How to properly overload the insertion operator for a templated class that's part of a user-defined namespace?

Question

I checked the answers to this question: Overloading operator<< for a templated class, but unfortunately nothing is working for me so far. Meaning, the compiler is constantly throwing myriad errors at me.

#include <iostream>


namespace usr {
    // Forward declarations
    template <typename T> class A;
    template <typename T>
    std::ostream& operator<<(std::ostream& os, const usr::A<T>&);

    template <typename T>
    class A {
        public:
            friend std::ostream& operator<<(std::ostream& os,
                                            const usr::A<T>& a);
    };

    template <typename T>
    std::ostream& operator<<(std::ostream& os, const usr::A<T>& a) {
        os << "test";
        return os;
    }
}

int main() {
    usr::A<int> a;
    std::cout << a << std::endl;


    return 0;
}

The error I get:

$ g++ -std=c++11 test.cpp && ./a.out 
test.cpp:15:67: warning: friend declaration ‘std::ostream& usr::operator<<(std::ostream&, const usr::A<T>&)’ declares a non-template function [-Wnon-template-friend]
                                                 const usr::A<T>& a);
                                                                   ^
test.cpp:15:67: note: (if this is not what you intended, make sure the function template has already been declared and add <> after the function name here) 
/tmp/ccklebu2.o: In function `main':
test.cpp:(.text+0x24): undefined reference to `usr::operator<<(std::ostream&, usr::A<int> const&)'
collect2: error: ld returned 1 exit status

The following version doesn't not work either:

#include <iostream>

namespace usr {
    template <typename T>
    class A {
        public:
            friend std::ostream& operator<<(std::ostream& os, const usr::A& a) {
                os << "test";
                return os;
            }
    };
}

int main() {
    usr::A<int> a;
    std::cout << a << std::endl;


    return 0;
}

Here's the error I get plus a whole lot more which I'm not going to include here:

test2.cpp:8:55: error: invalid use of template-name ‘usr::A’ without an argument list
                                                 const usr::A& a) {

Answer 1

You need to take ostream in your function by reference. Also, when you declare a friend you need to include the template argument: friend std::ostream& operator<< <T>. Here's your first version modified that works for me:

#include <iostream>

namespace usr {
    // Forward declarations
    template <typename T> class A;

    template <typename T>
    std::ostream& operator<<(std::ostream& os, const usr::A<T>&);

    // Class
    template <typename T>
    class A {
        public:
            friend std::ostream& operator<< <T>(std::ostream& os, const usr::A<T>& a);
    };

    // Friend function
    template <typename T>
    std::ostream& operator<<(std::ostream& os, const usr::A<T>& a) {
        os << "test";
        return os;
    }
}

int main() {
    usr::A<int> a;
    std::cout << a << std::endl;


    return 0;
}

Answer 2

The first answer to your referred to question would seem to answer this.

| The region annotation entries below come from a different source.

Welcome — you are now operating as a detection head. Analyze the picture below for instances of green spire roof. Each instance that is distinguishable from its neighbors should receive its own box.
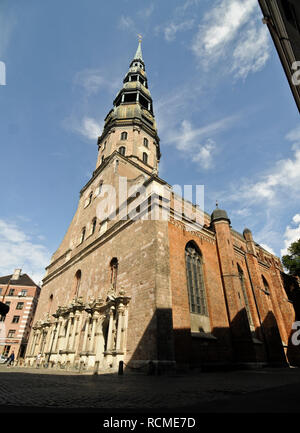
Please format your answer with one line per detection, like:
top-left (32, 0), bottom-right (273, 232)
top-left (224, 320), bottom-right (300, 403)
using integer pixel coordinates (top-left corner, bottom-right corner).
top-left (134, 36), bottom-right (144, 62)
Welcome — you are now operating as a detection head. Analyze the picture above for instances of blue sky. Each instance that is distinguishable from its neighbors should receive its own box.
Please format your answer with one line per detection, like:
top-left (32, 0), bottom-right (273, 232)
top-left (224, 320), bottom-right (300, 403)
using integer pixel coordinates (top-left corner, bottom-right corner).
top-left (0, 0), bottom-right (300, 281)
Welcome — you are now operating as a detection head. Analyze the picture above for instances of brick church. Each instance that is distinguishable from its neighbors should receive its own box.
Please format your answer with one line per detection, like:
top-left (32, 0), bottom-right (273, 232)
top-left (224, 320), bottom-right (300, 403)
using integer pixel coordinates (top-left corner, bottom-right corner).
top-left (26, 41), bottom-right (299, 373)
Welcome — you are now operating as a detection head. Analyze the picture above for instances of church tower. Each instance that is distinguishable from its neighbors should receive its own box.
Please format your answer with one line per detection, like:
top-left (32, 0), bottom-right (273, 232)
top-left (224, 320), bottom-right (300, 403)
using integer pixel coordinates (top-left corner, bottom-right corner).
top-left (26, 39), bottom-right (174, 372)
top-left (26, 40), bottom-right (300, 373)
top-left (96, 39), bottom-right (160, 172)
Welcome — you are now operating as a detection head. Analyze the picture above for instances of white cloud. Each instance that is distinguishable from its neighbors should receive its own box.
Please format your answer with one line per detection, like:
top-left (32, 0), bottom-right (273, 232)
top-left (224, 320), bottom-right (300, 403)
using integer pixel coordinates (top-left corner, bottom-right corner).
top-left (165, 116), bottom-right (236, 169)
top-left (280, 214), bottom-right (300, 256)
top-left (231, 125), bottom-right (300, 205)
top-left (260, 244), bottom-right (276, 256)
top-left (119, 15), bottom-right (135, 30)
top-left (137, 3), bottom-right (154, 19)
top-left (76, 117), bottom-right (101, 140)
top-left (74, 69), bottom-right (120, 96)
top-left (0, 220), bottom-right (50, 284)
top-left (232, 26), bottom-right (270, 78)
top-left (164, 19), bottom-right (194, 42)
top-left (192, 0), bottom-right (270, 78)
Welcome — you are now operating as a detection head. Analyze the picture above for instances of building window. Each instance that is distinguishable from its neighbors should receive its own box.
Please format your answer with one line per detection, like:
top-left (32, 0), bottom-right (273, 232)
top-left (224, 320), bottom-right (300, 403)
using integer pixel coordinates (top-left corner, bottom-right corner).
top-left (92, 218), bottom-right (97, 235)
top-left (80, 227), bottom-right (86, 244)
top-left (262, 275), bottom-right (270, 295)
top-left (143, 152), bottom-right (148, 164)
top-left (98, 180), bottom-right (103, 195)
top-left (7, 329), bottom-right (16, 338)
top-left (74, 269), bottom-right (81, 298)
top-left (119, 146), bottom-right (126, 156)
top-left (238, 265), bottom-right (254, 327)
top-left (110, 257), bottom-right (119, 290)
top-left (185, 242), bottom-right (208, 316)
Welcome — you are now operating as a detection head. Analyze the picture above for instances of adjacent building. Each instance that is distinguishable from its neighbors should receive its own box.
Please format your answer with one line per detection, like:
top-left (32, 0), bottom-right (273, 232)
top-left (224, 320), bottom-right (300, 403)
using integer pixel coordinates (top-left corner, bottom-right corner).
top-left (0, 269), bottom-right (41, 359)
top-left (26, 42), bottom-right (300, 373)
top-left (258, 0), bottom-right (300, 111)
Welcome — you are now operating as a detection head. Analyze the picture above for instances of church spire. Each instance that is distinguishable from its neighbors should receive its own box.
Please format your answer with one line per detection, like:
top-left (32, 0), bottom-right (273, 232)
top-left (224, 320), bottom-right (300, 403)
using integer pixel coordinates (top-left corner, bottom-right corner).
top-left (97, 35), bottom-right (160, 172)
top-left (133, 35), bottom-right (144, 62)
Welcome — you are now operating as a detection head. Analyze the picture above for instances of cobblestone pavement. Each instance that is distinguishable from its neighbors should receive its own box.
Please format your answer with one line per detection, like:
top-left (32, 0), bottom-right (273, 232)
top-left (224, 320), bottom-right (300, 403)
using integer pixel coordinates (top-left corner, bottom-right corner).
top-left (0, 366), bottom-right (300, 412)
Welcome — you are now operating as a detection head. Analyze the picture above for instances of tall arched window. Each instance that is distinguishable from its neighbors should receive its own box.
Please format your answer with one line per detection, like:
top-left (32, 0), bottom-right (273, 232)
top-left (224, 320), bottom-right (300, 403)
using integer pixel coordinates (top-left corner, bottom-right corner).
top-left (143, 152), bottom-right (148, 164)
top-left (80, 227), bottom-right (86, 244)
top-left (74, 269), bottom-right (81, 298)
top-left (92, 218), bottom-right (97, 235)
top-left (185, 242), bottom-right (208, 316)
top-left (119, 146), bottom-right (126, 156)
top-left (238, 264), bottom-right (254, 327)
top-left (262, 275), bottom-right (270, 295)
top-left (110, 257), bottom-right (118, 289)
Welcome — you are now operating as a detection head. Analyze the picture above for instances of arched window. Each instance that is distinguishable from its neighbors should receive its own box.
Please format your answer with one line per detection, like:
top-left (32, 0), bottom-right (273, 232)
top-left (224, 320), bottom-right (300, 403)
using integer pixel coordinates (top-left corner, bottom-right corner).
top-left (80, 227), bottom-right (86, 244)
top-left (143, 152), bottom-right (148, 164)
top-left (237, 264), bottom-right (254, 327)
top-left (92, 218), bottom-right (97, 235)
top-left (48, 293), bottom-right (53, 315)
top-left (110, 257), bottom-right (118, 289)
top-left (262, 275), bottom-right (270, 295)
top-left (98, 180), bottom-right (103, 195)
top-left (119, 146), bottom-right (126, 156)
top-left (185, 242), bottom-right (208, 316)
top-left (73, 269), bottom-right (81, 298)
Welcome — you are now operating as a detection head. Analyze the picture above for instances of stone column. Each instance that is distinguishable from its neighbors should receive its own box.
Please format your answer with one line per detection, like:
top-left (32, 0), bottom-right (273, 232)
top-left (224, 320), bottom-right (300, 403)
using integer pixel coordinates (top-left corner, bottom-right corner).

In the first case, you need the friend delcaration to declare a friend template rather than non-template overloaded functions:

 friend std::ostream& operator<< <>(std::ostream &os, const usr::A<T>& a);

note the extra <> that designates this as a firend template.

In the second case, you need to prived the template argument to the friend function:

friend std::ostream& operator<<(std::ostream &os, const usr::A<T>& a) {

note the extra <T>, the type parameter to A